Hope – Sighthill
Documents three double multi-storey high rise flats several months leading up to their demolition. I Interviewed former and present residents about their lifes in the flats and what they expected in the future for Sighthill after the flats were gone. I wanted to piece together some kind of historical documentation of the flats and the area before they disappeared forever.
The urban neighbourhood of Sighthill was built in the 1960s as a response to the pressing housing shortage in Glasgow, a legacy left over from the city’s rapid industrialisation and consequential burgeoning population. Drawing on the most basic of modernist ideas the estate was built with no democratic planning or input from the people it was intended to house. What resulted was a bleak and monotonous landscape that housed over 7500 people. By the mid 1980s Sighthill was labelled a ‘sink estate’ with high unemployment, drug abuse, high levels of crime and poverty. Three of the high rise blocks of flats were demolished in 2008 and a three further blocks of flats were demolished at the end of November 2009.

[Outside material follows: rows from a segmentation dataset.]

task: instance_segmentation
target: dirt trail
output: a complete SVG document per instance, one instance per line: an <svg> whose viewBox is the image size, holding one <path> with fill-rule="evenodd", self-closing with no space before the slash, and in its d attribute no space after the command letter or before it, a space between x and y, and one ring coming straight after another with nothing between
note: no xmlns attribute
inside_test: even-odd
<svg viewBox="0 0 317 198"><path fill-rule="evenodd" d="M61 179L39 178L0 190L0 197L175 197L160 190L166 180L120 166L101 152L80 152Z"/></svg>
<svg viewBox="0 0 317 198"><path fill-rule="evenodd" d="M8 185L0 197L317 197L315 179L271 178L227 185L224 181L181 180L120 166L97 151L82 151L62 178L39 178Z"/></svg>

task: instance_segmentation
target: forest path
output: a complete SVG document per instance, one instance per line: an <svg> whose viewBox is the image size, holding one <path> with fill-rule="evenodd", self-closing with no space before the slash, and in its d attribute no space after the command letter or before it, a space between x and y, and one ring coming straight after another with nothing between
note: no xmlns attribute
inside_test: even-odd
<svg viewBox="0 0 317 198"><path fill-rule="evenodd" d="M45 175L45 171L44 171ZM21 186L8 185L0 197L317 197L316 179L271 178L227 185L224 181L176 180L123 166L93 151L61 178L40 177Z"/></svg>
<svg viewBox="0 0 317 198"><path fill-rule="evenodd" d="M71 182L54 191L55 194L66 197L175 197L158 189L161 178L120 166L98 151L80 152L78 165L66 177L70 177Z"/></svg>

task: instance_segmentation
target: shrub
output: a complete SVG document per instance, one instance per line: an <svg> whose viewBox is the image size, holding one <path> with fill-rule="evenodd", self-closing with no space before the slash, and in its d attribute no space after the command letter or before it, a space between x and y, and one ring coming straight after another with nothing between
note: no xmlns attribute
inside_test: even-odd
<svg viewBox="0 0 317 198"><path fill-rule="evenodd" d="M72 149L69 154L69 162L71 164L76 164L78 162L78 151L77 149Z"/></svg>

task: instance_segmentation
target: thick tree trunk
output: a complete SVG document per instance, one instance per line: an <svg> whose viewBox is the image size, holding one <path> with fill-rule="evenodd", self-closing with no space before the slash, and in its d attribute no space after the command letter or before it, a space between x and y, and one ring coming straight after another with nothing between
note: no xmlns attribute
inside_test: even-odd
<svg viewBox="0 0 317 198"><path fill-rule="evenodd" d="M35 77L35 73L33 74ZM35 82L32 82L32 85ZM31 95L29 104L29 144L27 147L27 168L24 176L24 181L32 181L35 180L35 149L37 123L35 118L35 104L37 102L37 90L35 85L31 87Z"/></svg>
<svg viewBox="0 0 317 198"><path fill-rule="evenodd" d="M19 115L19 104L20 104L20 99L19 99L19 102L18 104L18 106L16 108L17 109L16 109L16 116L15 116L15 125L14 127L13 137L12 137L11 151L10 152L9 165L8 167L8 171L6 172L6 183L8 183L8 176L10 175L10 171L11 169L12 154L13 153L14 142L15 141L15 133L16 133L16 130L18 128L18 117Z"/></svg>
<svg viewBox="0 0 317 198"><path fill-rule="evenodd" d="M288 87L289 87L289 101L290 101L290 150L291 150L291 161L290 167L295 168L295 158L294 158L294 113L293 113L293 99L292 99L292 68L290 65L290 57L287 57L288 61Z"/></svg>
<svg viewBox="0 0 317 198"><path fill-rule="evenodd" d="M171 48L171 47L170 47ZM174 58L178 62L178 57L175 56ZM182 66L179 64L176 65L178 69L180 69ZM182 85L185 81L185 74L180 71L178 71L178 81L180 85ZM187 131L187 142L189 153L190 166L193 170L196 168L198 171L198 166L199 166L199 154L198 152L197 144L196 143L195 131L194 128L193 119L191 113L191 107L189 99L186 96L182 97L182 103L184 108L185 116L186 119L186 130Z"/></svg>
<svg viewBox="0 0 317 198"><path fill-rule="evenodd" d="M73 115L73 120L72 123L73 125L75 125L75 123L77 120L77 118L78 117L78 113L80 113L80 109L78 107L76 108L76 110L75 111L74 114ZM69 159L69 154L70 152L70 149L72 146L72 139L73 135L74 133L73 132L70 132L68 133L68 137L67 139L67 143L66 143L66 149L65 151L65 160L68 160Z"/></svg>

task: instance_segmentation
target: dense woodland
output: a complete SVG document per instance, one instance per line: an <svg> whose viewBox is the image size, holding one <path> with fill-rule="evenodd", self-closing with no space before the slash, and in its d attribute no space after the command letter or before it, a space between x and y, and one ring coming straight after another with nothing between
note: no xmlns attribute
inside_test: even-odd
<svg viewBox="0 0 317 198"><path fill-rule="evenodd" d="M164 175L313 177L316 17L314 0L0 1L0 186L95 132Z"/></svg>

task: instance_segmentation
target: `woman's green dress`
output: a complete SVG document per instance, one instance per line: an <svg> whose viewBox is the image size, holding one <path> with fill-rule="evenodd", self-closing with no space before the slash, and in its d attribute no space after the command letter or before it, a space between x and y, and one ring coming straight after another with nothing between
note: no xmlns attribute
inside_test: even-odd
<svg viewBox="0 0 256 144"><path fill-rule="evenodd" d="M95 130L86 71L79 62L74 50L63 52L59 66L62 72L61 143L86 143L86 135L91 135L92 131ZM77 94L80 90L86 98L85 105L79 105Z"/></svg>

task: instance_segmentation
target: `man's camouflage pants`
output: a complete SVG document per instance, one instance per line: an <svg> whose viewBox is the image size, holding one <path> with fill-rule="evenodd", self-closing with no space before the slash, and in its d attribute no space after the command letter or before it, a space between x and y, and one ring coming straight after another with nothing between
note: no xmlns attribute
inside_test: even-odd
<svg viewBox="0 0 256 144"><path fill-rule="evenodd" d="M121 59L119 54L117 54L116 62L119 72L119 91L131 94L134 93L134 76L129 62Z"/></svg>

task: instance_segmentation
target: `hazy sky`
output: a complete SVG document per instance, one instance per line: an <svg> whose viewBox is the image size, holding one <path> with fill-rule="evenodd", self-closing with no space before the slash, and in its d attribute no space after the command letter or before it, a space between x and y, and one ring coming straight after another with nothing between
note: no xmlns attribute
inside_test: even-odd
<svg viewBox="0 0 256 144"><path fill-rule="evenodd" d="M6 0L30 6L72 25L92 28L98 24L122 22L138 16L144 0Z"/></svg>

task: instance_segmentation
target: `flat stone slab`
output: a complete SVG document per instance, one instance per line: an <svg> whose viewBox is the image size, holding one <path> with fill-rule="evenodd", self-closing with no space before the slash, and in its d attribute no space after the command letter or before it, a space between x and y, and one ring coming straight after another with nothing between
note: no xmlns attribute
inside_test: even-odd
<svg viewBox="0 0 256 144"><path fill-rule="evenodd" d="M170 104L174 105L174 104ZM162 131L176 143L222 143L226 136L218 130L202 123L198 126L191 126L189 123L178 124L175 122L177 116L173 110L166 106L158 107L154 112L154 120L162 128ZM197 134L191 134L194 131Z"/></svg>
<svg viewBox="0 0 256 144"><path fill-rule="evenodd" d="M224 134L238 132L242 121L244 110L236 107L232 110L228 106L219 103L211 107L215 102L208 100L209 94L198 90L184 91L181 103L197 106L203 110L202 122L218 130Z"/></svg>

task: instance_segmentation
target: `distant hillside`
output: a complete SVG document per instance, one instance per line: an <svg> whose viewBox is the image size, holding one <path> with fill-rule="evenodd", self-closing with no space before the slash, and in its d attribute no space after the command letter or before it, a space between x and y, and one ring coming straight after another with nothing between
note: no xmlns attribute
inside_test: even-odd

The last three blocks of flats are scheduled for refurbishment and not demolition in an attempt to improve living conditions within the flats. Some residents living here are angered and confused that their homes aren’t to be demolished. The flats they live in are identical to ones being demolished and all flats shared the same problems, both physical and social. Everyone wished that Sighthill would return to the once happy and prosperous estate that it once was in the 1960s and 1970s but to date there has been no plans made for new build housing in area, leaving Sighthill in an strange juxtaposition of demolition and refurbishment.